Audits of large listed companies are improving but there’s room for improvement, particularly for audit of companies outside the FTSE 350, the Financial Reporting Council says. It’ll focus on audits of supply chains in the next year.
Audits of large UK companies improved in the last year but there’s room for improvement in preventing recurring problems at companies and protecting auditor independence, the financial reporting watchdog said in its annual review of audit.
Around 67% of 109 private sector audits inspected in 2015/2015 were judged either good or only requiring limited improvements. That compares to 60% a year earlier.
The quality of audits of companies in the FTSE 350 share index is higher than other categories of audits inspected with only 6% assessed as requiring significant improvements (10% for all audits inspected), the FRC said.
Despite the improvement in audit quality the FRC said it was concerned that 33% of all audits inspected in 2014/15 (40% in 2013/14) required improvements or significant improvements.
Companies outside the FTSE 350 are most likely to show a need for significant improvement in their audits, the FRC said.
“The FRC recognises that smaller companies have less resource to put into the preparation of their financial statements and this can make the audit more difficult. However, investors consistently say they rely particularly heavily on the quality of reporting in smaller listed companies given the absence of other analysis.”

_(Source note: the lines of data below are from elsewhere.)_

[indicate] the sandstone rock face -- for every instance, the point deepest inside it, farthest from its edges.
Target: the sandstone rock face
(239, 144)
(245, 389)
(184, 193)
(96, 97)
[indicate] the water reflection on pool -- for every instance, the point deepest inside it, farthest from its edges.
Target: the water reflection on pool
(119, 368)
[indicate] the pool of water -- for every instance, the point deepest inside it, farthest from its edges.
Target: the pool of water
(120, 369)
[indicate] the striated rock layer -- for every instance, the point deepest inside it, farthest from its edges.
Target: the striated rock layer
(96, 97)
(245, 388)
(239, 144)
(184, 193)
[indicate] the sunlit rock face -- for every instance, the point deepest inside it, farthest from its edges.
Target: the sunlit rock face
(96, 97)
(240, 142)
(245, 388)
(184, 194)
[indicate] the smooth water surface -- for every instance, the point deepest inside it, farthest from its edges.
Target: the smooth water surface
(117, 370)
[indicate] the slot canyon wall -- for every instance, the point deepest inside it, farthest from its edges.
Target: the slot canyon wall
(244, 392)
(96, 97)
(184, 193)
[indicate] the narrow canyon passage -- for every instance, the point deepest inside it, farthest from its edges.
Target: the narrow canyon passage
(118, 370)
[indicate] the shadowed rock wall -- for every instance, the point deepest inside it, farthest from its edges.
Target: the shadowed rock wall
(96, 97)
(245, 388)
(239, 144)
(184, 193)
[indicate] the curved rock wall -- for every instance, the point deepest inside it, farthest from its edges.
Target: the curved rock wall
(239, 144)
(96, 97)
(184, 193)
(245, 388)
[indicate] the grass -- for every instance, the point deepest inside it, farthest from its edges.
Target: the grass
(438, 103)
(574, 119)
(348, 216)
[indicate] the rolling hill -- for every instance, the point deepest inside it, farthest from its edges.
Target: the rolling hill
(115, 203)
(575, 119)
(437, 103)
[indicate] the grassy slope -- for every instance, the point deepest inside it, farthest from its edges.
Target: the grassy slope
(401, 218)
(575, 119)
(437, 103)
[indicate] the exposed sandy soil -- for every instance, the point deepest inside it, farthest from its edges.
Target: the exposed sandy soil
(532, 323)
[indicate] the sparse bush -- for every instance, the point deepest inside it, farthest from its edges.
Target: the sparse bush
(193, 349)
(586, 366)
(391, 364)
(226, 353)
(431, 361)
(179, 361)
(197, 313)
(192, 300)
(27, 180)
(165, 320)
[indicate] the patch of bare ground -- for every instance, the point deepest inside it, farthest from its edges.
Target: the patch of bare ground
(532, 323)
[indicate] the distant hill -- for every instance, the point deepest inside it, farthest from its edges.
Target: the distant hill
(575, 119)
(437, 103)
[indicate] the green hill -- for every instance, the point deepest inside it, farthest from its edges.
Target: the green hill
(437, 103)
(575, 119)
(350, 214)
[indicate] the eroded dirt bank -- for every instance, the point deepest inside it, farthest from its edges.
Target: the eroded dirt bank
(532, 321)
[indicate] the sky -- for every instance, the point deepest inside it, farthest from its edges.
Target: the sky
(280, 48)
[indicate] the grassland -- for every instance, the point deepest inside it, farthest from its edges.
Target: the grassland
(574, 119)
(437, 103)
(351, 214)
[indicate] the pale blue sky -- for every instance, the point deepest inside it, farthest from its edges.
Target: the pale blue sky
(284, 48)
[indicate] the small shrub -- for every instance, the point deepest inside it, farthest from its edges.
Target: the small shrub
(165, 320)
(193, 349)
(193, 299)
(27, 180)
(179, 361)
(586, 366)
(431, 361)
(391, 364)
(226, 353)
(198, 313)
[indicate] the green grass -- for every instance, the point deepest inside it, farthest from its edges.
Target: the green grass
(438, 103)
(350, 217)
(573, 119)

The FRC said it will publish a report on this subject shortly.
After the accounting scandal at Tesco, which involved payments to suppliers, the FRC said that in the next year it will include a focus on the audits of businesses where “complex supplier arrangements are prevalent”; mainly food, drinks and consumer goods manufacturers and retailers.
“We will pay particular attention to the extent to which the audit team has challenged and checked the appropriateness of how these arrangements are accounted for,” it said.
The FRC also plans to inspect a number of first year audits to assess the extent to which changes in auditors have an impact on audit quality.
FRC executive director, conduct, Paul George said: “We were pleased that firms responded positively to the new extended auditor reporting requirements. We hope to see further improvements in the clarity of reporting by auditors of how they have addressed the assessed risks.
"We also expect auditors to discuss findings from our inspections to audit committees and will monitor closely how companies report our findings to their shareholders.”